Last week Google unveiled its new offering - Google Tag Manager. Although it was a low profile launch it’s a move that has been much talked about the past week with discussions focusing on its merits and impact on existing tag management providers.
So what’s all the buzz about? According to Forrester’s recent report on “Understanding Tag Management Tools and Technology”, page load performance was cited as a top challenge for marketers’ interviewed, whilst one of the top three benefits of a tag management system was the improved flexibility to evaluate and adopt new vendors. And with the UK ecommerce market now accounting for 12% of all retail in the UK and global e-commerce due to hit the €1 trillion mark next year this is an opportune time for Google to enter the space.
On the surface, the launch could be seen as good news for the sector, working to highlight the importance of tag management to businesses.
The difference between good and bad tag management
At TagMan we have seen the rapid growth in the sector both in terms of new entrants as well as marketers seeing the impact that good tag management can have on their business. This was reflected in a recent Forrester report that showed how implementing TagMan provided 128% in ROI.

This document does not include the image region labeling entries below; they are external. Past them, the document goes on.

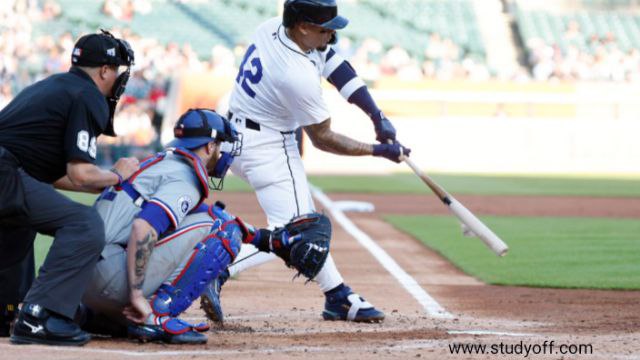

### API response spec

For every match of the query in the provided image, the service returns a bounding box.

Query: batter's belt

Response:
[227,111,295,135]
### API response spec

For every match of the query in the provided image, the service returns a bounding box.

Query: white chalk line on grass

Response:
[310,185,454,319]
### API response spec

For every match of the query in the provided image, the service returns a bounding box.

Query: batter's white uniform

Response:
[229,18,350,292]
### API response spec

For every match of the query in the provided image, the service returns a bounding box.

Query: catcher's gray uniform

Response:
[83,149,214,319]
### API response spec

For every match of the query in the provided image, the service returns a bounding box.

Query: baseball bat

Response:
[402,156,509,256]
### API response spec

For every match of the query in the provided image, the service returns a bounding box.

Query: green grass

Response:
[309,173,640,197]
[385,216,640,289]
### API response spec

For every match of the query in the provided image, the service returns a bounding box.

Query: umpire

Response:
[0,31,138,345]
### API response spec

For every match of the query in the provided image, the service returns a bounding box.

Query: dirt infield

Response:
[0,193,640,360]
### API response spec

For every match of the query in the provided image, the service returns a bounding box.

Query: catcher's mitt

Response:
[269,213,331,280]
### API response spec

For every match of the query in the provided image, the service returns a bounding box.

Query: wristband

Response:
[109,168,124,185]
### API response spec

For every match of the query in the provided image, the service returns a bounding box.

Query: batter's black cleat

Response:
[322,284,384,323]
[10,304,91,346]
[0,304,18,337]
[200,269,229,325]
[74,304,128,338]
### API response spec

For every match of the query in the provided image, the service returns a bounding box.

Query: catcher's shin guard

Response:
[151,231,240,317]
[200,270,230,325]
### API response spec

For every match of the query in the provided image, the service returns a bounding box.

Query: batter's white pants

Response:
[229,116,344,292]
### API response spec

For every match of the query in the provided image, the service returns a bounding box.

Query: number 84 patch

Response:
[76,130,97,159]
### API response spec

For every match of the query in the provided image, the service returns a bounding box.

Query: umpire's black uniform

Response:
[0,34,132,344]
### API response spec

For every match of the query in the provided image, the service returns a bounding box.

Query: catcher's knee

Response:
[151,231,240,317]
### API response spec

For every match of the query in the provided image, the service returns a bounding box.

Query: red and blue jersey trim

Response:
[155,221,215,247]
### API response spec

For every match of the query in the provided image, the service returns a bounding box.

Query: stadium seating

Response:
[516,8,640,53]
[356,0,485,58]
[34,0,485,59]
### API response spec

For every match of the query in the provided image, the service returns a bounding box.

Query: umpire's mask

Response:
[71,30,134,136]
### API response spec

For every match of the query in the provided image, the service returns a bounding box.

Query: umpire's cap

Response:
[282,0,349,30]
[167,109,238,150]
[71,30,133,67]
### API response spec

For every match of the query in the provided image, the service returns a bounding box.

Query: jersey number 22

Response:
[236,44,262,98]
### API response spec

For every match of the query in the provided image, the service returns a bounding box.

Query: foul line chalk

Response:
[309,184,454,319]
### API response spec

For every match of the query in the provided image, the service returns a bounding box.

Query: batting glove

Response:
[373,142,411,163]
[371,111,396,143]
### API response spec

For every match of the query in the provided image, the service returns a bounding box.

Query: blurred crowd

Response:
[337,33,492,81]
[526,21,640,82]
[0,0,640,163]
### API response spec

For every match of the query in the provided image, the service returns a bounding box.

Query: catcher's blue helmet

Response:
[282,0,349,30]
[168,109,238,150]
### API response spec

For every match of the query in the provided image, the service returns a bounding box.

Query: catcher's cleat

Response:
[10,304,91,346]
[0,304,18,337]
[127,318,209,345]
[322,285,384,323]
[200,269,229,325]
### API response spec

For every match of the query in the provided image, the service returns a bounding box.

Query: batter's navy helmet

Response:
[168,109,238,150]
[282,0,349,30]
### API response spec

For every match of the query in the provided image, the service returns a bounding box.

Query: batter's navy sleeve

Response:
[64,92,109,163]
[322,49,380,117]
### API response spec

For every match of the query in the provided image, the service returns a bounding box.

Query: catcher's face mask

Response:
[207,126,242,190]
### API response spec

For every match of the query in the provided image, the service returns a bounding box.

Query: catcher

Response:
[78,109,331,344]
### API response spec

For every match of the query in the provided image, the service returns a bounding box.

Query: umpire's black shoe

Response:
[10,304,91,346]
[0,304,18,337]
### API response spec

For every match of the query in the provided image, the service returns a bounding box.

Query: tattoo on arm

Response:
[131,231,157,289]
[304,119,373,156]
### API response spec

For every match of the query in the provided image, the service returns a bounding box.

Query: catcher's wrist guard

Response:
[258,213,331,280]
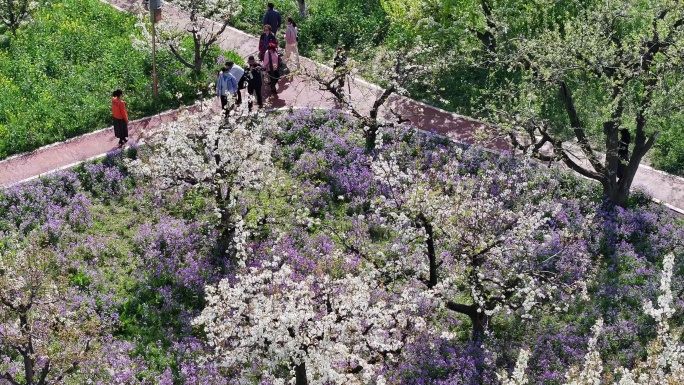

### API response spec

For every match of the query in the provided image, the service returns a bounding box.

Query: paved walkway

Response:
[0,0,684,212]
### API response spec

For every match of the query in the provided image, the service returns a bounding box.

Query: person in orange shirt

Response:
[112,90,128,147]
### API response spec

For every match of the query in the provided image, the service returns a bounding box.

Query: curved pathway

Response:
[0,0,684,214]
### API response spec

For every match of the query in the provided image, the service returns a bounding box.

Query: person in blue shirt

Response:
[216,67,237,115]
[264,3,283,36]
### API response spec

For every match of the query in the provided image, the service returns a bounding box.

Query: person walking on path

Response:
[245,56,264,111]
[216,67,237,115]
[112,90,128,147]
[264,3,283,34]
[285,17,299,70]
[263,44,280,94]
[226,61,245,106]
[259,24,278,60]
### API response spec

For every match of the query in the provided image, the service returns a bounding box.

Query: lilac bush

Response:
[5,106,684,385]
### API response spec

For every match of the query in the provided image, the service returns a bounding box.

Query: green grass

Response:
[0,0,232,159]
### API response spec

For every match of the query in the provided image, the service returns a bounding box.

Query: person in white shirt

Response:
[285,17,299,70]
[226,61,245,105]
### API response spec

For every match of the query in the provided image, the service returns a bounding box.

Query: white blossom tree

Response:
[357,140,594,338]
[130,109,272,255]
[485,0,684,205]
[194,258,425,385]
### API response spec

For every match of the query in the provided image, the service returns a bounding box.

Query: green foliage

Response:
[0,0,236,158]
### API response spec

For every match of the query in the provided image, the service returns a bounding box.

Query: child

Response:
[285,17,299,69]
[263,43,280,94]
[245,56,264,111]
[112,90,128,147]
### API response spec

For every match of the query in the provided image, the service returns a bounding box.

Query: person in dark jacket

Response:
[112,90,128,147]
[617,128,632,183]
[333,46,347,92]
[262,44,280,94]
[245,56,264,111]
[259,24,278,60]
[264,3,283,34]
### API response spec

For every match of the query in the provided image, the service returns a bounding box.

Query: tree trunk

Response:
[19,312,35,385]
[295,361,308,385]
[446,301,489,341]
[297,0,306,19]
[418,214,437,289]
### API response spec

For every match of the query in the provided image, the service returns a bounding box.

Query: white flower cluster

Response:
[130,108,272,195]
[503,254,684,385]
[0,234,101,383]
[372,146,589,317]
[194,261,425,384]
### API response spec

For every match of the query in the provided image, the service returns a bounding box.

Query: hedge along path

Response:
[0,0,684,214]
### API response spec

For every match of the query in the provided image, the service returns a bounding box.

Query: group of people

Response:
[216,3,300,113]
[112,3,299,147]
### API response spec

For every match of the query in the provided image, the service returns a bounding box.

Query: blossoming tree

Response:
[487,0,684,205]
[308,39,450,150]
[164,0,242,74]
[358,130,592,338]
[194,258,425,385]
[0,234,101,385]
[131,110,271,252]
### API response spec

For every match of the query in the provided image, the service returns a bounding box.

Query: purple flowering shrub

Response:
[0,110,684,385]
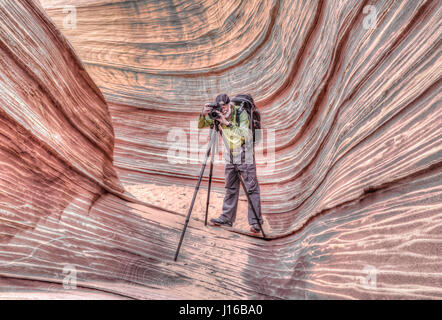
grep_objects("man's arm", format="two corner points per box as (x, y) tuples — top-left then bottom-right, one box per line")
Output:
(198, 105), (213, 129)
(198, 114), (213, 129)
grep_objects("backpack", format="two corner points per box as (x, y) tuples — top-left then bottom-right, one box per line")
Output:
(232, 94), (262, 145)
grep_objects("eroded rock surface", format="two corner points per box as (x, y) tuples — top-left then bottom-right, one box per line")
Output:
(0, 0), (442, 299)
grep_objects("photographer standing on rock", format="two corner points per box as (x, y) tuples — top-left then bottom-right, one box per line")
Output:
(198, 94), (263, 233)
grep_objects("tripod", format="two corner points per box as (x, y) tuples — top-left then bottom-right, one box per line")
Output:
(174, 120), (266, 261)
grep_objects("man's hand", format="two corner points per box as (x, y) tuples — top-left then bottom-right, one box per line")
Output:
(201, 103), (212, 117)
(216, 111), (229, 126)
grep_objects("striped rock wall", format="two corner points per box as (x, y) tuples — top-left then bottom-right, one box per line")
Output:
(0, 0), (442, 299)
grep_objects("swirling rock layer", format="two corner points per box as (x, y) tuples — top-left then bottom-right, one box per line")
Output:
(0, 0), (442, 299)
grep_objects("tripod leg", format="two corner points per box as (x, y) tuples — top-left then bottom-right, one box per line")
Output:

Google’s tag management system is very much an entry level product – in much the same way that Google Analytics is for the Analytics market, one that was also shaken up by Google’s entry but one where the cream rose to the top, with companies such as Omniture and Webtrends flourishing as Google brought focus to the sector but couldn't produce many of the higher end services or scalability.
We are likely to see a similar trend happening here with Google Tag Manager proving to be useful for non-enterprise, long-tail advertisers with a focus on low-cost, basic offerings. As they are introduced to tag management by Google we foresee a journey as their businesses grow to using an enterprise tag management provider such as TagMan as they look for greater tag service capabilities and large scale data management services that a more basic provider like Google Tag Manager is not able to deliver.
Google Tag Manager concerns
For larger, more established businesses there are also two key concerns which Google Tag Manager raises.
The first is objectivity. By investing greater resources in the Google technology stack, advertisers run the risk of investing in a system that may also be getting the lion’s share of their media spend. Google’s near monopoly in search and its leading position in display makes it an inherently biased source of marketing data and tag support.
The second is the true cost of free. The importance of a foundational technology that powers your ability to optimise, market, and protect the performance of your online business needs to be weighed against the limitations that inherently come with a free product. Free isn't really a benefit if it doesn't solve your major challenges or help drive your business and drives up the opportunity cost.